BY JOAN BAUM  CONTRIBUTOR

The only downside to the Saturday, April 25 appearance at the Presbyterian Church of Grammy Award winners, Peter and Will Anderson, is lack of time. The audience will surely want more. Though these extraordinary 28-year-old twins, both virtuosos on sax and clarinet, are Juilliard graduates and occasionally riff on Bach, their abiding passion is jazz, augmented with infusions of Latin, R & B and pop.

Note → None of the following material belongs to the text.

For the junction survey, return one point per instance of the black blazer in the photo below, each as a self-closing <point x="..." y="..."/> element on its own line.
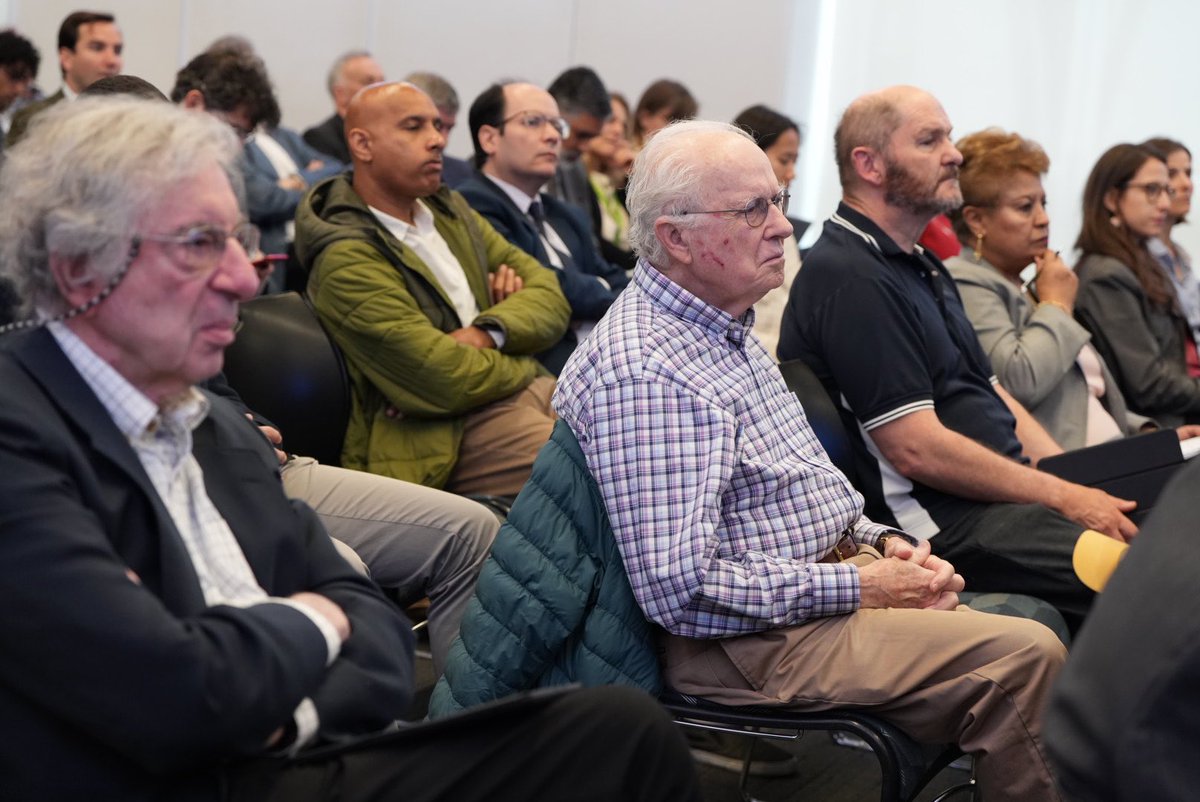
<point x="588" y="298"/>
<point x="115" y="689"/>
<point x="329" y="137"/>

Well-known pros continue to note that the Andersons are among the most expertly disciplined and joyfully improvisational young musicians around, not to mention being gracious and affable entertainers. Presentation is as crucial, they say, and playing before a live audience is the best way for musicians to grow. It’s an opportunity to show influences and also how they distinctively venture out. Even their patter shows how much they love what they play and enjoy performing — a repertoire that includes timeless standards from the American Songbook, “music rooted in America.” But it’s their arrangements of familiar songs that prove stunning. They go where you don’t think they will — or technically can -— and then you nod, yes!

Last year, with their steady partner, the acclaimed guitarist Alex Wintz, the trio wowed the crowd at the John Drew Theater in East Hampton. Some of that program will be reprised on the Island, but always as “something different.” For those who heard them at Guild Hall last July, they promise, “We’re the same guys, but better.”

That’s the nature of jazz, doing classics by “breaking out.” Even Cole Porter, whom they love, surprised folks back in the day, they point out. Their goal is always “to be original,” to continue to attract the audiences they have and win over new listeners. They dazzle, by way of  elegant musical conversations and with arrangements, so clean and warm, dissonant harmonies so subtly satisfying, that it’s as though they’re playing a piece for the first time.

The president of Shelter Island Friends of Music, Forrest Compton, said he is thrilled to have them open the five-concert season, knowing how the classically trained Andersons fit in with SIFM’s overall classical programs. SIFM is now into its 38th year.

Mr. Compton, a former film and TV actor, who is entering his fourth year at the helm of this non-profit organization, took over from the indomitable Dorothy Seiberling. He notes that 20 years ago or so, when he joined the board, SIFM was the only serious series in town. Now the Perlman Music Program and concerts at Sylvester Manor command attention, so Shelter Island can boast a plethora of music activities. Mr. Compton said that the organizations cooperate with one another on scheduling, though the embarrassment of riches has prompted SIFM to consider more diverse programming, such as the Andersons, without sacrificing its chamber music core. For the June 6 concert the audience will be treated to the violin magic of Areta Zhulla, a Perlman alum, and September will see the Lark Quartet.

The Anderson Trio concert will take place on Saturday, April 25 at 8 p.m. at the Presbyterian Church. It is free, as is the post-concert reception, although donations are always appreciated.